Little Miss Muffet…
Spiders. Few things are more unnerving. When I was six years old I freaked out and crashed my bike when one crawled onto my wrist. I’ve had a love-hate (mostly hate) relationship with them ever since. And, as accustomed to them as I’ve become since shooting them up-close (as in photography, not guns), I still get creeped out when my head catches an invisible web or I find one inside my shower.
But spiders, through the magnification of a macro lens, are as amazing as they are creepy. I’ve seen a small, white, web-less, crab spider attack a bee that is five times its size. I witnessed a tiny, hairy, bug-eyed (all eight of them), jumping spider leap onto, instantly immobilize, and begin devouring a larger flying insect that had stopped briefly to rest nearby. (Note to reader: it later jumped onto my lens three times.) For the last month I’ve watched a large-abdomened spider perched on its web inside an outdoor skylight over my deck and seen it catch, quickly silk-wrap, and consume a number of its smaller and VERY common cousins when they unsuspectingly venture onto its web.
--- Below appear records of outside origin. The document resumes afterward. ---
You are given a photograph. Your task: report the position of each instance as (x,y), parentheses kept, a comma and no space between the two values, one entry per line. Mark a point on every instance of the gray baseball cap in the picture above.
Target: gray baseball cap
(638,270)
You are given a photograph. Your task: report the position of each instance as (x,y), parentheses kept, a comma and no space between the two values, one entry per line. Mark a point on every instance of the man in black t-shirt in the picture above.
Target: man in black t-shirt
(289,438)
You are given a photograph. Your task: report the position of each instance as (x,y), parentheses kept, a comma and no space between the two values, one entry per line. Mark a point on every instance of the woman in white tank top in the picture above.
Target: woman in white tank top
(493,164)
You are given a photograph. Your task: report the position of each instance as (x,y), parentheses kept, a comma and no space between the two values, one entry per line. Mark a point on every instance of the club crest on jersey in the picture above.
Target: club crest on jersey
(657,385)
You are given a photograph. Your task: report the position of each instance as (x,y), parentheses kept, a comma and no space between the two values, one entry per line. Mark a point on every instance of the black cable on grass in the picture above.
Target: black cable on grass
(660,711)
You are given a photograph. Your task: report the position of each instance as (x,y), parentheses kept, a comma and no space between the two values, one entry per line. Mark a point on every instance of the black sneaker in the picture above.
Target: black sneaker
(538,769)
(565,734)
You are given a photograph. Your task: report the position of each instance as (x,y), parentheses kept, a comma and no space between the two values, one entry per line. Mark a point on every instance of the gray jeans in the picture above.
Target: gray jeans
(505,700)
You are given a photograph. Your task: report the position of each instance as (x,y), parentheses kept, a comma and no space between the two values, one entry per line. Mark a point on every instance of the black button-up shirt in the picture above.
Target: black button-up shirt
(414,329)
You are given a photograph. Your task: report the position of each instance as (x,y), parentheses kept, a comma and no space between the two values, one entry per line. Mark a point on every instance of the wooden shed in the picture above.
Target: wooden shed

Once again I’m reminded that as beautiful as nature can be, particularly in the right light and under magnification, it is equally as brutal and raw.
I shot the included photos in one of two ways depending on how accessible and mobile the spiders were. I used either a Canon 7D with 70-200mm lens and 500D closeup filter (handheld for the frisky and hard to get at spiders) or a Canon 5D Mark II with cable release and Tamron 90mm macro lens and extension tube on a tripod. The speed I could shoot depended a lot on the amount of light, but as a general rule I would try to keep the ISO as low as possible to saturate the detail as much as I could. Usually I shot at f/16 or f/18 (my lens’ DOF sweet spot) unless I purposely wanted a shallow DOF (with the focus on the eyes) for effect.
The micro world of spiders is a fascinating, beautiful, and fun one to shoot, just so long as they stay in their world and not in mine.